Slowly changing dimensions (SCDs) is a framework for managing and tracking changes to dimension data in a data warehouse over time. This framework refers to the dimensions as "slowly changing" because it assumes that the data SCDs cover changes with a low frequency, but without any apparent pattern in time. Use SCDs when the requirements for the data warehouse cover functionality to track and reproduce outputs based on historical states of data.
A common use case for SCDs is reporting. For example, in financial reporting systems, you need to explain the differences between the aggregated values in a report produced last month and those in the current version of the report from the data warehouse.
The different implementations of SCDs in SQL are referred to as "types." Types 0 and 1, the most basic types, only keep track of the original state of data or the current state of data, respectively. Type 2, the most commonly applied implementation, creates three new fields: validFrom
, validTo
, and an optional flag on the latest set of data, often called isValid
or isEffective
.
SCD Types
SCD Type | Description |
---|---|
Type 0 | Only keep original state and data cannot be changed. |
Type 1 | Only keep updated state and history cannot be stored. |
Type 2 | Keep history in a new document. |
Type 3 | Keep history in new fields in the same document. |
Type 4 | Keep history in a separate collection. |
Type 6 | Combination of Type 2 and Type 3. |
SCDs in MongoDB
You can apply the SCD framework to MongoDB in the same way you apply it to a relational database.
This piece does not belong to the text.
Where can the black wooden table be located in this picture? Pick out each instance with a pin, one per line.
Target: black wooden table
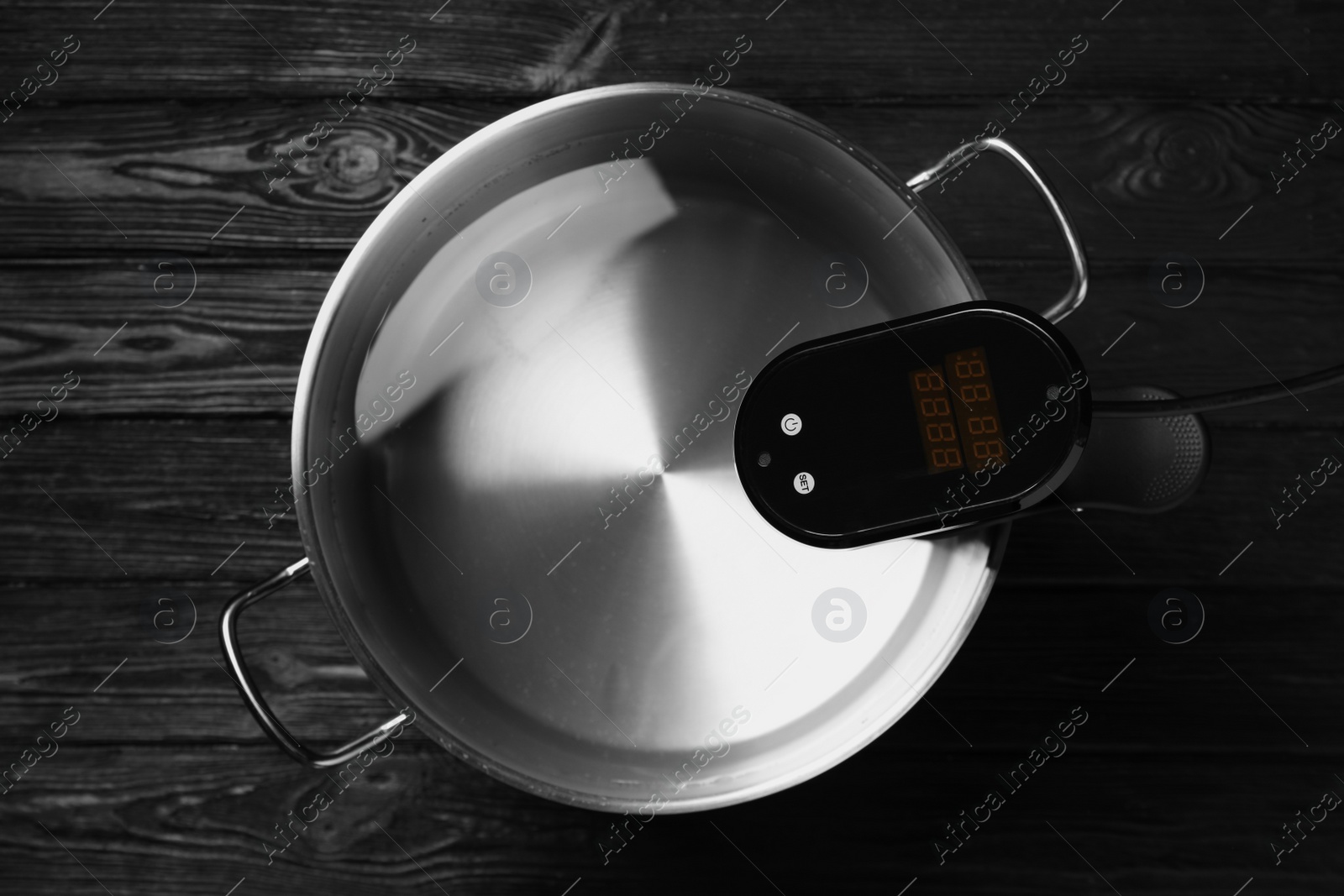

The concept of slowly changing dimensions applies on a per-document basis in the chosen and optimized data model for the specific use case.
Example
Consider a collection called prices
that stores the prices of a set of items. You need to keep track of the changes of the price of an item over time in order to be able to process returns of an item, as the money refunded must match the price of the item at the time of purchase. Each document in the collection has an item
and price
field:
db.prices.insertMany( [ { 'item': 'shorts', 'price': 10 }, { 'item': 't-shirt', 'price': 2 }, { 'item': 'pants', 'price': 5 }, ] )
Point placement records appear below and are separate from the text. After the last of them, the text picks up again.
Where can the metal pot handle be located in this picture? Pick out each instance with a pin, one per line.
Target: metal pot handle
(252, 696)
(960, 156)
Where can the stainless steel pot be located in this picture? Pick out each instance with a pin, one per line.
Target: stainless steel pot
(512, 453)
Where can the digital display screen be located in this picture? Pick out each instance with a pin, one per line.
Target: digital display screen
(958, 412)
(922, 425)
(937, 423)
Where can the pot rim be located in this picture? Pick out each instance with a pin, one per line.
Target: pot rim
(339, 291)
Suppose the price of pants changes from 5
to 7
. To track this price change, assume the default values for the necessary data fields for SCD Type 2. The default value for validFrom
is 01.01.1900
, validTo
is 01.01.9999
, and isValid
is true
. To change the price
field in the object with 'item': 'pants'
, insert a new document to represent the current state of the pants, and update the previously valid document to no longer be valid:
let now = new Date(); db.prices.updateOne( { 'item': 'pants', "$or": [ { "isValid": false }, { "isValid": null } ] }, { "$set": { "validFrom": new Date("1900-01-01"), "validTo": now, "isValid": false } } ); db.prices.insertOne( { 'item': 'pants', 'price': 7, "validFrom": now, "validTo": new Date("9999-01-01"), "isValid": true } );
To avoid breaking the chain of validity, ensure that both of the above database operation occur at the same timestamp. Depending on the requirements of the application, you can wrap the two above commands into a transaction to ensure MongoDB always applies both changes together. For more information, see Transactions.
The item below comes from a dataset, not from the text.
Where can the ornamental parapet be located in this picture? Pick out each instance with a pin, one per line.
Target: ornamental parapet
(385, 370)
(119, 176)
The following operation demonstrates how to query the latest price
of the document containing the pants
item:
db.prices.find( { 'item': 'pants', 'isValid': true } );
To query for the price
of the document containing the pants
item at a specific point in time, use the following operation:
let time = new Date("2022-11-16T13:00:00"); db.prices.find( { 'item': 'pants', 'validFrom': { '$lte': time }, 'validTo': { '$gt': time } } );
Tracking Changes in Few Fields
If you only need to track changes over time to few fields in a document, you can use SCD type 3 by embedding the history of a field as an array in the first document.
For example, the following aggregation pipeline updates the price
in the document representing pants
to 7
and stores the previous value of the price
with a timestamp of when the previous price
became invalid in an array called priceHistory
:
db.prices.aggregate( [ { $match: { 'item': 'pants' } }, { $addFields: { price: 7, priceHistory: { $concatArrays: [ { $ifNull: [ '$priceHistory', [] ] }, [ { price: "$price", time: now } ] ] } } }, { $merge: { into: "prices", on: "_id", whenMatched: "merge", whenNotMatched: "fail" } } ] )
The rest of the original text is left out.